With production costs for SAF up to five times higher than that of conventional aviation fuel, Deloitte said incentives from government agencies and airport authorities in Canada will be required to accelerate the hoped-for transition.
“Canada has the unique advantage of diverse feedstocks and a mature energy sector, but its supply chains have not yet been demonstrated at commercial scale,” said Deloitte.

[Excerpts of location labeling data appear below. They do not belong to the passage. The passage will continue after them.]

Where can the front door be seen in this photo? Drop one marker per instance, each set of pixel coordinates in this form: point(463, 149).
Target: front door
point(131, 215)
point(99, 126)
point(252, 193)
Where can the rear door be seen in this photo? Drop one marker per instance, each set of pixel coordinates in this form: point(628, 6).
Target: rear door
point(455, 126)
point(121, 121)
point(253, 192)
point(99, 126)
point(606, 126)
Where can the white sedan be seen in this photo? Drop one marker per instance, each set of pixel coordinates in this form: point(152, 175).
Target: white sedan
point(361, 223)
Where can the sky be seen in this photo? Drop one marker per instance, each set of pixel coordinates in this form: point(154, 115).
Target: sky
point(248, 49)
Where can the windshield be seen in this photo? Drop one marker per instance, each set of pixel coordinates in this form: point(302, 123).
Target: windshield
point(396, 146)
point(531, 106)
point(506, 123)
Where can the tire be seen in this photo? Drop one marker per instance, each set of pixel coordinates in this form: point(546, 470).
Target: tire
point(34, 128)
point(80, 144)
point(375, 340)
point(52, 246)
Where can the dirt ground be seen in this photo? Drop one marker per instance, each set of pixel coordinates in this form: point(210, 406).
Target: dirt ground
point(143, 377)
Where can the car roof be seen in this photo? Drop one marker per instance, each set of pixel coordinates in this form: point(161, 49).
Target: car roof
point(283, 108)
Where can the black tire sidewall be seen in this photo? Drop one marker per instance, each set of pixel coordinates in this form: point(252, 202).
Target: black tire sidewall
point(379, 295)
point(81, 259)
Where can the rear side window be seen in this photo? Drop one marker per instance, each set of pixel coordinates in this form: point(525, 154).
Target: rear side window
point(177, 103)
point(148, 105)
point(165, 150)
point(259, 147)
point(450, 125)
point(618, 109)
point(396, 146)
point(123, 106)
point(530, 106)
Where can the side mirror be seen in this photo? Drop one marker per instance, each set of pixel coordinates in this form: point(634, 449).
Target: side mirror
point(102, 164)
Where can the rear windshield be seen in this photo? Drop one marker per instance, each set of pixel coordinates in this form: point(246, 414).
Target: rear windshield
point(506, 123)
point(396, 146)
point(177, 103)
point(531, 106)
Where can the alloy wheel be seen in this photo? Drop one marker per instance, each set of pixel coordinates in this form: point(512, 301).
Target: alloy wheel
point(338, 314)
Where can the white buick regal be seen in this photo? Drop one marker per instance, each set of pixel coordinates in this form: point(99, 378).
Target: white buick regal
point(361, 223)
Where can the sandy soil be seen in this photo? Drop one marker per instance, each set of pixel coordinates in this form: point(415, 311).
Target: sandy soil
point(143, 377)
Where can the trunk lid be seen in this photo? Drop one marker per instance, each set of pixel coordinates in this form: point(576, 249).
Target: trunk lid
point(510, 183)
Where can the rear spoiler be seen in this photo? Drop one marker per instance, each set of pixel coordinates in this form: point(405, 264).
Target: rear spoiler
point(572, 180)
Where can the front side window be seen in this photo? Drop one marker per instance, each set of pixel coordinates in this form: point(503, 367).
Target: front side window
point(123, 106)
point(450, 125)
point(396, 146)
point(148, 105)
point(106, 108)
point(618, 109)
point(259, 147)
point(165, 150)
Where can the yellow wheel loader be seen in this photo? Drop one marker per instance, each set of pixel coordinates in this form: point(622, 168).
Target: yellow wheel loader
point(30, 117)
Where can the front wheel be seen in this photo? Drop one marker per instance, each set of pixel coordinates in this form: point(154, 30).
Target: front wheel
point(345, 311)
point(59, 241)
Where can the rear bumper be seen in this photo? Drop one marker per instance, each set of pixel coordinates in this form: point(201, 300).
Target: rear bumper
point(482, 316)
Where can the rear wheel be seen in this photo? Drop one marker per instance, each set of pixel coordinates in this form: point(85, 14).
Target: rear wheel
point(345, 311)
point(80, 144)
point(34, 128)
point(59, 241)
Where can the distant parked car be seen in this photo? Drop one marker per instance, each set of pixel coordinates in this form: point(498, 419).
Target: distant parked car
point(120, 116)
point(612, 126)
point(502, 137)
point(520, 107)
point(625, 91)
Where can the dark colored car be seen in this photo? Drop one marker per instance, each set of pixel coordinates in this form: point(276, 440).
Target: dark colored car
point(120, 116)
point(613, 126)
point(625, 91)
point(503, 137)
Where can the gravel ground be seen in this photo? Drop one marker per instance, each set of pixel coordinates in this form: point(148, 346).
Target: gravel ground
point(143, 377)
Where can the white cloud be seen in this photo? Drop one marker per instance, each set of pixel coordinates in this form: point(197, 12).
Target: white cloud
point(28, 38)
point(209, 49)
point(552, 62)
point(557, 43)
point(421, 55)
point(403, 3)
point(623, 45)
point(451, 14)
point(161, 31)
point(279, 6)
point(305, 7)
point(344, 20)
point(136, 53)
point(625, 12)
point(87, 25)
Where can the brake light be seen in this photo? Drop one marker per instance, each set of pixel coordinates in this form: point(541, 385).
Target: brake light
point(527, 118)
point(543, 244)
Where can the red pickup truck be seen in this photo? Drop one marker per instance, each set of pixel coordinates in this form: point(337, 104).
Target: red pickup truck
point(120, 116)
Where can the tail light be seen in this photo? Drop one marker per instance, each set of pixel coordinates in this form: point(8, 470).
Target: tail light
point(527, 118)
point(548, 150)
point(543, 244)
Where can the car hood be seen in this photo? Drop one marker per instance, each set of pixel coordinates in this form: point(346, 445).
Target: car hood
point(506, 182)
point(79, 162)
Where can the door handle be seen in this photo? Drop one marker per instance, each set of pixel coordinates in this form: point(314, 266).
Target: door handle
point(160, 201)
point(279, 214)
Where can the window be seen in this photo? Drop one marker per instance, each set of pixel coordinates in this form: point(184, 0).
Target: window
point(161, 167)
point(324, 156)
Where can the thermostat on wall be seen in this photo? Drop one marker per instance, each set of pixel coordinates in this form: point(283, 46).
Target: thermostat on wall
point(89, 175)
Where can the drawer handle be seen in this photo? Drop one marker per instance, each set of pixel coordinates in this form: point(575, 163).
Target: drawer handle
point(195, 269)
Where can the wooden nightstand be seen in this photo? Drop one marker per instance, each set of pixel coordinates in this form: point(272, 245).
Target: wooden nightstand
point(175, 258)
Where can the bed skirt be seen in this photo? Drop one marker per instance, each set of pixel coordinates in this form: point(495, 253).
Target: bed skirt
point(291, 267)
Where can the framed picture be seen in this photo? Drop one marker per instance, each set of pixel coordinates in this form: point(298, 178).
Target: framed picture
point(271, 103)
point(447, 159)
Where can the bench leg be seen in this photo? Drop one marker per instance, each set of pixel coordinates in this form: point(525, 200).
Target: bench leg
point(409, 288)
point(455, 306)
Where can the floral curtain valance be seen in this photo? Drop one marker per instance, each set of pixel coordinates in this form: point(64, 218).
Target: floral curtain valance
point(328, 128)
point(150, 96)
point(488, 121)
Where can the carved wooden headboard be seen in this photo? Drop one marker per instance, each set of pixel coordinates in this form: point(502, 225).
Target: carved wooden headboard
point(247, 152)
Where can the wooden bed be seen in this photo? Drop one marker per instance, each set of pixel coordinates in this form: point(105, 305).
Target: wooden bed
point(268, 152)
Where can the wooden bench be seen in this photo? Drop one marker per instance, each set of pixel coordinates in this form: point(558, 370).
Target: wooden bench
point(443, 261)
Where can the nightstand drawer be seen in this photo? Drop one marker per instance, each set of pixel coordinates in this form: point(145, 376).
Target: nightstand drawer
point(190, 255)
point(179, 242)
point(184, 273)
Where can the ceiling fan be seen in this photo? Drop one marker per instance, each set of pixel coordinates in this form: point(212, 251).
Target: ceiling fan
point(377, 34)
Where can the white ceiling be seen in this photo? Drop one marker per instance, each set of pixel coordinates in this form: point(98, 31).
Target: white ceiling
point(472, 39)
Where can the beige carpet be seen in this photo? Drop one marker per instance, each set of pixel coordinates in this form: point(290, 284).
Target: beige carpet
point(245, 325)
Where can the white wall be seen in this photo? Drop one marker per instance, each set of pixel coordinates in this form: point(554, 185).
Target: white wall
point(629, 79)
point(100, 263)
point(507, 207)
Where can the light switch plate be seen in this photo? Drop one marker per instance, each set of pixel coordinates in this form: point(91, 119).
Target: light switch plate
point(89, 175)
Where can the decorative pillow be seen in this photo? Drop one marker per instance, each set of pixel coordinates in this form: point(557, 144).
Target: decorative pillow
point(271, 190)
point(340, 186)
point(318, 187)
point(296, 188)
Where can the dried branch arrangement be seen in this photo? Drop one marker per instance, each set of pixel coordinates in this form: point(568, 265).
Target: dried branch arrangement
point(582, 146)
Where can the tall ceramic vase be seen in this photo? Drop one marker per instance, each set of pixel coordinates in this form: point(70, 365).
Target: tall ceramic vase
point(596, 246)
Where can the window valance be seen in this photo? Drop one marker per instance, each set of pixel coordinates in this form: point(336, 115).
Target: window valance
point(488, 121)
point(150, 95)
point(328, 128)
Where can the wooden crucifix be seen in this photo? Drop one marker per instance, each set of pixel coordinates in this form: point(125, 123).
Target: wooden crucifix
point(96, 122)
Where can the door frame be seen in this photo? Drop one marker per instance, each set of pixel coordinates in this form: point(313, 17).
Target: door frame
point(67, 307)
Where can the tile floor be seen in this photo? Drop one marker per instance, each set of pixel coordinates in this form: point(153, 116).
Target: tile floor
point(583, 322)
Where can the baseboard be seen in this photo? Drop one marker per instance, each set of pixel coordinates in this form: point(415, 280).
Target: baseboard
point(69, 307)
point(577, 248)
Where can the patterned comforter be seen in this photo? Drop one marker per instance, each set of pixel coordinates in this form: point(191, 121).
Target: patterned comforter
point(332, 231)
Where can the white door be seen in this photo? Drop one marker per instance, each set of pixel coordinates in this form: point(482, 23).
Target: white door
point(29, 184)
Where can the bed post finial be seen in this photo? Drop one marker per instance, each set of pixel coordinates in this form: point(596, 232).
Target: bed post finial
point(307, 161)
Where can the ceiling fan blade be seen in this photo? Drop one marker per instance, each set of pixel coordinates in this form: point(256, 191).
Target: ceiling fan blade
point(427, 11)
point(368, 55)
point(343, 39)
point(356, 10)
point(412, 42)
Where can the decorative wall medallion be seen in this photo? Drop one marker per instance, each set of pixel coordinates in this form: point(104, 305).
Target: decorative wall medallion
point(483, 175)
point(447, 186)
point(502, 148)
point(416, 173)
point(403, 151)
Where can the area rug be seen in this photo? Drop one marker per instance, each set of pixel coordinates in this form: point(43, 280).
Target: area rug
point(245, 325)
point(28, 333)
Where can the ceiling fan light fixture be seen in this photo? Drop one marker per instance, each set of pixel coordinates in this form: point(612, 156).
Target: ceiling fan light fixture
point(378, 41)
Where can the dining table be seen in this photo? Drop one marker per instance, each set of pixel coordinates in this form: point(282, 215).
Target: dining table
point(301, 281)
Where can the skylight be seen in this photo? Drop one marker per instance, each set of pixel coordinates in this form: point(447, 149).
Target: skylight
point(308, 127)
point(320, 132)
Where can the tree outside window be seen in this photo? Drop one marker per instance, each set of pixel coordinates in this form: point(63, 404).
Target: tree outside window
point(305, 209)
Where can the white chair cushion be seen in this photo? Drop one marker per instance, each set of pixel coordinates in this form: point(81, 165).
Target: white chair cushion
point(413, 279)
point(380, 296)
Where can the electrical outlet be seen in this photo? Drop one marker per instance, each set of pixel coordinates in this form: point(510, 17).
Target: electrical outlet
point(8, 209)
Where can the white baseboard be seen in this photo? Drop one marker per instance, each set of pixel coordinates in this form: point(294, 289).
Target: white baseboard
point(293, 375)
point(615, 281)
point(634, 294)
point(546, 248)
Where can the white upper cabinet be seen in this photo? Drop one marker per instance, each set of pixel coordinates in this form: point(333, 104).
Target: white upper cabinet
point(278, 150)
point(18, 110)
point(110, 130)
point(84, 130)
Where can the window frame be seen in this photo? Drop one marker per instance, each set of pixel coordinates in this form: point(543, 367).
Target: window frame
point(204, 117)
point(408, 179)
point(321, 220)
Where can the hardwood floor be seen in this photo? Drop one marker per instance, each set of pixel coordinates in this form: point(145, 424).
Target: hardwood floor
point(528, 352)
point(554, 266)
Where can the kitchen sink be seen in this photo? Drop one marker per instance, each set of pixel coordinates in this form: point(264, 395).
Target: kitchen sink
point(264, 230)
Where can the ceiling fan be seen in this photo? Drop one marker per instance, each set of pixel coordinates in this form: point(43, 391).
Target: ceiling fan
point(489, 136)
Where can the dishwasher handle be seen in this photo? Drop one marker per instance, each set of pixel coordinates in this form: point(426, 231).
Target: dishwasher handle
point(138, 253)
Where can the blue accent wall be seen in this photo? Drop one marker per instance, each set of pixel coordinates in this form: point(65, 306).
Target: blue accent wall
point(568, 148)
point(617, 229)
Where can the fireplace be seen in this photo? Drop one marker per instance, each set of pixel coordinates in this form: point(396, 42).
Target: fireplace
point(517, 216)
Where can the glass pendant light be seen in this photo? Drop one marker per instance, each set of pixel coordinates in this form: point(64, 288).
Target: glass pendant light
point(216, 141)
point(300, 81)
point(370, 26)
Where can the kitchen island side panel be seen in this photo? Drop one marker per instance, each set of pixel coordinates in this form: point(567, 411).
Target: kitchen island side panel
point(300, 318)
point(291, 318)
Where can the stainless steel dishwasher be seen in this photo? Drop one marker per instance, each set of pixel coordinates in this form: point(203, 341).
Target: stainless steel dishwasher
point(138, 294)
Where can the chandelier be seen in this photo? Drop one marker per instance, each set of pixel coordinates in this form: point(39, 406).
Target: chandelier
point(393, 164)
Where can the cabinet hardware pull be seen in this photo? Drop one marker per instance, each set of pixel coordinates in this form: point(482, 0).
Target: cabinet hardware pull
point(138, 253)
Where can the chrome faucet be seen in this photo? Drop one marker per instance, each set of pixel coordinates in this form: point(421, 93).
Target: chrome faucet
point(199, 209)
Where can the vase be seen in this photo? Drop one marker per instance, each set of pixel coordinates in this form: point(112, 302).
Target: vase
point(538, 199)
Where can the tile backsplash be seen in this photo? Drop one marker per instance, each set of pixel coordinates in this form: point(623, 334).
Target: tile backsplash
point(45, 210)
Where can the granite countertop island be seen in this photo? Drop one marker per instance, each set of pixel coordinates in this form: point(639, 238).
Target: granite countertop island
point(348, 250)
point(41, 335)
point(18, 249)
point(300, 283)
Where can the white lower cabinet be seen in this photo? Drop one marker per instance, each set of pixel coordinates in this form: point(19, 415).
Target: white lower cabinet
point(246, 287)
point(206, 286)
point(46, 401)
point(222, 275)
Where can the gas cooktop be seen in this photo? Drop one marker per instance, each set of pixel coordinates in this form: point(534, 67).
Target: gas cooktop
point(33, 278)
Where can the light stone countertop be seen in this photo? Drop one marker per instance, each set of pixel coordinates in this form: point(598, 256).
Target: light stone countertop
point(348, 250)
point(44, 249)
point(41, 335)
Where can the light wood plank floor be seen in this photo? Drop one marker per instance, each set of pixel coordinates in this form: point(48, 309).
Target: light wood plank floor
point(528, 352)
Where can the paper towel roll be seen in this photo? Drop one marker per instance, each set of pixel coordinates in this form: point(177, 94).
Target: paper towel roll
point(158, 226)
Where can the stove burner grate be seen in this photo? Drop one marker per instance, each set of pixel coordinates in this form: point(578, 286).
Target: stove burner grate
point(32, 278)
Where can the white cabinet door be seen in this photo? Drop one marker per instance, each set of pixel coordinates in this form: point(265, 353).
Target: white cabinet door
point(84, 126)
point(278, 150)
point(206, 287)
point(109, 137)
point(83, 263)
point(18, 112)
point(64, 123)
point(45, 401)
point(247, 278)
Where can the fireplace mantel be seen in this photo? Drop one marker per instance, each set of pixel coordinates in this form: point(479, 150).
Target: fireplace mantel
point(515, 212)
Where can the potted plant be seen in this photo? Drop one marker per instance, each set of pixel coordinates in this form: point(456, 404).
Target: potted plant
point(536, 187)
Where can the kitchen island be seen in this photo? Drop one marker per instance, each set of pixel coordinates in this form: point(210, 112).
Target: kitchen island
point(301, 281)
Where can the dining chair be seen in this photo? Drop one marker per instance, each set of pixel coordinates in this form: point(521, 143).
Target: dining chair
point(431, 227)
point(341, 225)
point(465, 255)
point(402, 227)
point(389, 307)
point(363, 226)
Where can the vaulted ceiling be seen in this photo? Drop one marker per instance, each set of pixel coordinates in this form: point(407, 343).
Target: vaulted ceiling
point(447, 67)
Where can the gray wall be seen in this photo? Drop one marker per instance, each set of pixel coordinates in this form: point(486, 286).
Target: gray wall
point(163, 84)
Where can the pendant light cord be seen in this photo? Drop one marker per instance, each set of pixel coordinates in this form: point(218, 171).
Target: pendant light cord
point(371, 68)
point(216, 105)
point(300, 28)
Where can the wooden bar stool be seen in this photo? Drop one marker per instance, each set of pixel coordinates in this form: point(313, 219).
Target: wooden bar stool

Canadian companies in SAF innovation include Montreal-based Enerkem, whose technology involves producing biofuel from feedstock such as municipal waste and forestry biomass.
SixRing, a subsidiary of Calgary-based Fluid Energy Group Ltd., is also working on innovations for supplying biofuel by using sustainable biomass such as forestry residue and plant-based waste.
In the Netherlands, KLM Royal Dutch Airlines said using SAF and renewing fleets with newer, fuel-efficient planes are effective ways to reduce emissions of carbon dioxide.
In May, KLM fueled a Boeing 787-10 Dreamliner with a blend of 39 percent SAF for a long-haul flight from Amsterdam to Edmonton. The flight was part of a sustainable flight challenge at the SkyTeam Airline Alliance, which is seeking to gain insights into fuel options.